Astin reprised his role as Gomez Addams for the 1992 animated adaptation of the series. Weatherwax and Loring, the only other original cast members still living at the time, did not participate.

In 1998, a standalone film, Addams Family Reunion, aired on the Fox Family Channel, followed by the series The New Addams Family that ran from 1998 to 2000. Astin appeared in the series as Grandpapa Addams.

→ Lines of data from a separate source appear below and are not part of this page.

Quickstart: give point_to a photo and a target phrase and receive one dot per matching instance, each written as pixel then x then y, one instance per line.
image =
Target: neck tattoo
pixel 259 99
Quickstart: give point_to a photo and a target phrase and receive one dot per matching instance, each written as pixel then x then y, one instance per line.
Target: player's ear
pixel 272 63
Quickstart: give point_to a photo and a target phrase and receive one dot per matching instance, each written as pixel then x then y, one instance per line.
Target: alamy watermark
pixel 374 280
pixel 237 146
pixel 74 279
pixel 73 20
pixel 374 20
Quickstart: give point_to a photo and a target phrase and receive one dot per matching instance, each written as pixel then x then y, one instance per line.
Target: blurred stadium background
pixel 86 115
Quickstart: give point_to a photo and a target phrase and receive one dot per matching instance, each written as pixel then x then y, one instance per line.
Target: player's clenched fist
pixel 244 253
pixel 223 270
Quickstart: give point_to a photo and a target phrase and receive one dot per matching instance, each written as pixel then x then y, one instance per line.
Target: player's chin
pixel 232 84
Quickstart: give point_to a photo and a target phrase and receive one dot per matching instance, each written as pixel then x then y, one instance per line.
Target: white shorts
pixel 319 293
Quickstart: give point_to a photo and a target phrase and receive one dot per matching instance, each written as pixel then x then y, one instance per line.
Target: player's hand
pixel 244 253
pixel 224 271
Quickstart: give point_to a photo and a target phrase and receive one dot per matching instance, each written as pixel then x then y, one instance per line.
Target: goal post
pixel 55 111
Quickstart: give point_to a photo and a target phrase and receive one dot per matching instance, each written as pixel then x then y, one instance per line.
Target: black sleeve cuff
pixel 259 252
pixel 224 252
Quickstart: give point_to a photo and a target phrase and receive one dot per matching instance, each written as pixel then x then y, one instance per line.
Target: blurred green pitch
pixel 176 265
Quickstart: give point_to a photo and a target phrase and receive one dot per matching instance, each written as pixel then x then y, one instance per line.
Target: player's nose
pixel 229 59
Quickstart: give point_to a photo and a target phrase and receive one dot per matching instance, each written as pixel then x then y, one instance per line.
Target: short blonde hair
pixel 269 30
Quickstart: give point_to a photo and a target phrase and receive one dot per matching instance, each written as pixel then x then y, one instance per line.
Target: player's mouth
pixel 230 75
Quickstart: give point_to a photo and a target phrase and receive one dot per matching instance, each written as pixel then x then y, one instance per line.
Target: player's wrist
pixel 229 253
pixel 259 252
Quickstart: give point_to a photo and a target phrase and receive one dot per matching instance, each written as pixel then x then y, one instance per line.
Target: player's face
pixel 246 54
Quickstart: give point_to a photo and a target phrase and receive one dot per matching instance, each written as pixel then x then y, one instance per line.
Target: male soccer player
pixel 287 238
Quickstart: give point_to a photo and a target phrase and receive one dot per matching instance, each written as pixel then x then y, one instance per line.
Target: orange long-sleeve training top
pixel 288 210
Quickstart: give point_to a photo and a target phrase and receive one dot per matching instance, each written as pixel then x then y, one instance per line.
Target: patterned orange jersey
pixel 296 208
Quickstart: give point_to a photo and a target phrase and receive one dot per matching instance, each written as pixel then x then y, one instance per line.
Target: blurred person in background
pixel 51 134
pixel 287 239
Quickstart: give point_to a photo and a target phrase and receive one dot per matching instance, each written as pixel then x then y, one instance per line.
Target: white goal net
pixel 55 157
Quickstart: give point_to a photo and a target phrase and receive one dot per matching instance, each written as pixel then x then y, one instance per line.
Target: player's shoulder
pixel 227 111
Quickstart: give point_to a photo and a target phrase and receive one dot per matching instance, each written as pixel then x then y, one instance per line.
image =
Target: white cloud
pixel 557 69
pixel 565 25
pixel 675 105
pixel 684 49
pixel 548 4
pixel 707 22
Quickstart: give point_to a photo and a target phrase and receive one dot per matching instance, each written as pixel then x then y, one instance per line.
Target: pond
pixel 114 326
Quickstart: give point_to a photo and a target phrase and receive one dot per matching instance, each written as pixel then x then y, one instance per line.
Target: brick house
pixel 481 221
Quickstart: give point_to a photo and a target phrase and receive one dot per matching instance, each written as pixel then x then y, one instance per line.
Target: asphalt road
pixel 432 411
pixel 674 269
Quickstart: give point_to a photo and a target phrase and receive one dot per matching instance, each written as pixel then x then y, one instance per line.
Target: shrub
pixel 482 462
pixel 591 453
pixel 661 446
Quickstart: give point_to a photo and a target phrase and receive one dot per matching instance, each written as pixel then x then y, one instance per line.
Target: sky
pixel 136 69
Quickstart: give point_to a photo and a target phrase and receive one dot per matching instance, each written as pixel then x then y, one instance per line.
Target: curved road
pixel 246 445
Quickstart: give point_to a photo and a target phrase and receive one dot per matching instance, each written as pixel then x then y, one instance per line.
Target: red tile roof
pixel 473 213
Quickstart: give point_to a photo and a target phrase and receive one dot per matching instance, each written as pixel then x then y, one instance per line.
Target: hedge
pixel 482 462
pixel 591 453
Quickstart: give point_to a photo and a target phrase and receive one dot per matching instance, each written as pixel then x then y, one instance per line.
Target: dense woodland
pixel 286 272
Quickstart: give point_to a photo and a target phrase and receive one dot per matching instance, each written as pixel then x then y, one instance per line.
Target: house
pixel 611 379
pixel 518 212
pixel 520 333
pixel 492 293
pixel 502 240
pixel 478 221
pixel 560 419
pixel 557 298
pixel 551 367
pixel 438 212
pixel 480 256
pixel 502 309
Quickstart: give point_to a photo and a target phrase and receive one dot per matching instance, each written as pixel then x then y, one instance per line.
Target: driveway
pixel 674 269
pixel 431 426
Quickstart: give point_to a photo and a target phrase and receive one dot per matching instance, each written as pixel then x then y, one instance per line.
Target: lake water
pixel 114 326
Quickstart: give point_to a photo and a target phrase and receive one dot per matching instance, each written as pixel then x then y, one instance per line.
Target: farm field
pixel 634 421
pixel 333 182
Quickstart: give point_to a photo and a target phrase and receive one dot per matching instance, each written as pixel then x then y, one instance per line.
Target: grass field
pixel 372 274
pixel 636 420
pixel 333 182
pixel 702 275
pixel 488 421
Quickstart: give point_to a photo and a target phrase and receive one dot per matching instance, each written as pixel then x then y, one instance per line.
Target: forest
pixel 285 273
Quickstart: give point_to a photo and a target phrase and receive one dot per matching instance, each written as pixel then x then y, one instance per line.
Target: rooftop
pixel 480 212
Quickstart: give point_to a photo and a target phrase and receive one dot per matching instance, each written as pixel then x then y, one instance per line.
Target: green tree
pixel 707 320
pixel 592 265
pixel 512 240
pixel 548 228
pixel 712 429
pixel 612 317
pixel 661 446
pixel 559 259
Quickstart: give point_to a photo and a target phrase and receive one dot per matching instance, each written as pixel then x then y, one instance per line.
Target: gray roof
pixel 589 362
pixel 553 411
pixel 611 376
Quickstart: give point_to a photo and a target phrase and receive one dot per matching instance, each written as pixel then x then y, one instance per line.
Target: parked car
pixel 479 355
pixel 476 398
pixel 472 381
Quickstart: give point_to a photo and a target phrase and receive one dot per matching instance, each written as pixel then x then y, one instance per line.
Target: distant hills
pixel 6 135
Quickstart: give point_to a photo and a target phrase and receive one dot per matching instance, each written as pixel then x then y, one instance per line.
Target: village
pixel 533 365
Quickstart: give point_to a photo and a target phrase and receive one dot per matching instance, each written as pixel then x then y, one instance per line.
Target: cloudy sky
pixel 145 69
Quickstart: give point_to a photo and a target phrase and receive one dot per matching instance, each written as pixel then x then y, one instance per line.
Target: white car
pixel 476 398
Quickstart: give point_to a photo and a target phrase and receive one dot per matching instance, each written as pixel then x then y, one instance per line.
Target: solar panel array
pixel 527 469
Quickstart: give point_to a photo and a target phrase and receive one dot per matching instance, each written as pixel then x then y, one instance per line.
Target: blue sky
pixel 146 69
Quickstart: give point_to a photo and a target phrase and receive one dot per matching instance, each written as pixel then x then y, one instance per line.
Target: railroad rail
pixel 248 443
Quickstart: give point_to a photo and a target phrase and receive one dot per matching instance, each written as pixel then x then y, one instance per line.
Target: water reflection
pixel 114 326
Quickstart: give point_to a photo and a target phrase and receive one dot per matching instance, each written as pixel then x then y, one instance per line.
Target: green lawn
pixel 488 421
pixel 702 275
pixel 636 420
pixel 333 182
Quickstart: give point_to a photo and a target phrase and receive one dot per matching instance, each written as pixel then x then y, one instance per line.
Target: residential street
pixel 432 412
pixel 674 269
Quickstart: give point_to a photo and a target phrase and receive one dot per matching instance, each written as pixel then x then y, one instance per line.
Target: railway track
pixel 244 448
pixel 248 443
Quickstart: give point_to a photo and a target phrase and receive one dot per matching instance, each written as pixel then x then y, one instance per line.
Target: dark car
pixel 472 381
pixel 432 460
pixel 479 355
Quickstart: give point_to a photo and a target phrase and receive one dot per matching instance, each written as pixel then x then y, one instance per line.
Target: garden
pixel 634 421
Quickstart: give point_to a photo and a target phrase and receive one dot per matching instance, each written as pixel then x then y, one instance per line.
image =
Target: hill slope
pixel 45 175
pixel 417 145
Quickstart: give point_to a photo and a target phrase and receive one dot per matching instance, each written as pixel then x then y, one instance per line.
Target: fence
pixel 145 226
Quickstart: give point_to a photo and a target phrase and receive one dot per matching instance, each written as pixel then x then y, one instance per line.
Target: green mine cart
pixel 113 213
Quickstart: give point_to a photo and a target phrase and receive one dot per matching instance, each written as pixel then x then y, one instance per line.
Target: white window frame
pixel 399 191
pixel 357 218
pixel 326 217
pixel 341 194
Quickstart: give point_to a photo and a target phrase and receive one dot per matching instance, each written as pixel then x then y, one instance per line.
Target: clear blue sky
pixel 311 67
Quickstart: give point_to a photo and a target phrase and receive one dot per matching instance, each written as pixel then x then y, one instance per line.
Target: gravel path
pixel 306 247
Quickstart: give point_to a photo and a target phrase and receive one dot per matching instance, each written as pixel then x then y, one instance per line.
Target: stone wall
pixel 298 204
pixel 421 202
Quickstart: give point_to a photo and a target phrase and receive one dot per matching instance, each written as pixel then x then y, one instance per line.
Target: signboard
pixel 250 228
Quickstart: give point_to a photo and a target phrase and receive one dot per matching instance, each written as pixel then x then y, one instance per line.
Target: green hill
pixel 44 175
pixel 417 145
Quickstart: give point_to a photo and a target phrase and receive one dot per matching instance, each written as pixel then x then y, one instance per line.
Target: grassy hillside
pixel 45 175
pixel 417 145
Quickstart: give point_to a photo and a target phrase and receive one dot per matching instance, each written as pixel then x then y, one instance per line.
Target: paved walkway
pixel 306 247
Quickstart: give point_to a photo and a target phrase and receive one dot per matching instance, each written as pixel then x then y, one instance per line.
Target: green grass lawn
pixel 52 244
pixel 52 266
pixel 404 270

== Cultural impact and legacy ==
The Addams Family has grown to be a to become a perennial cultural reference point in American popular culture, influencing the way offbeat families, suburban satire, and morbid comedy are depicted decades later. A 2022 feature piece for Smithsonian Magazine explained that the show "helped normalize the weird," allowing dark humor to become a form of family-friendly satire that challenged conformity and domestic idealism standards in the 1960s. The National Endowment for the Arts further reported that the series' combination of Gothic architecture and good-natured humor gave rise to a cultural icon—the "lovable oddball family"—that went on to influence programs such as The Munsters and Beetlejuice. The NEA credited the show with inventing "Halloween iconography" and setting an example for the spooky-but-wholesome tone prevalent in subsequent reinterpretations. Critics of the modern Gothic have argued that the self-consciously stylized set design, deadpan acting, and comic take on macabre subject matter in the series contributed to a media trend that blended horror aesthetics with affectionate parody, a trend addressed in more recent Gothic scholarship and media studies literature.

==In other media==
===Films===

A successful film, The Addams Family, was released by Paramount Pictures in 1991, starring Raul Julia as Gomez, Anjelica Huston as Morticia, Christopher Lloyd as an amnesiac Uncle Fester, and Christina Ricci as Wednesday. After the film's release, series creator David Levy filed a lawsuit against Paramount Pictures; the suit was settled out of court. A sequel, Addams Family Values, followed in 1993, to greater critical success than the first film, though it earned less at the box office. Addams Family Reunion was a direct-to-video release in 1998 that was released by Warner Home Video. In 2019 and 2021, Metro-Goldwyn-Mayer released two animated films titled The Addams Family and The Addams Family 2, respectively.

=== Music ===

The Addams Family characters have been featured in multiple adaptations, including feature films, animated series, and stage productions. A musical adaptation of The Addams Family premiered on Broadway at the Lunt-Fontanne Theatre on April 8, 2010, following 35 preview performances that began on March 8. The production was directed and designed by Phelim McDermott and Julian Crouch, with music and lyrics by Andrew Lippa and a book by Marshall Brickman and Rick Elice. The original Broadway cast included Nathan Lane as Gomez and Bebe Neuwirth as Morticia. The show ran for 722 performances before closing on December 31, 2011.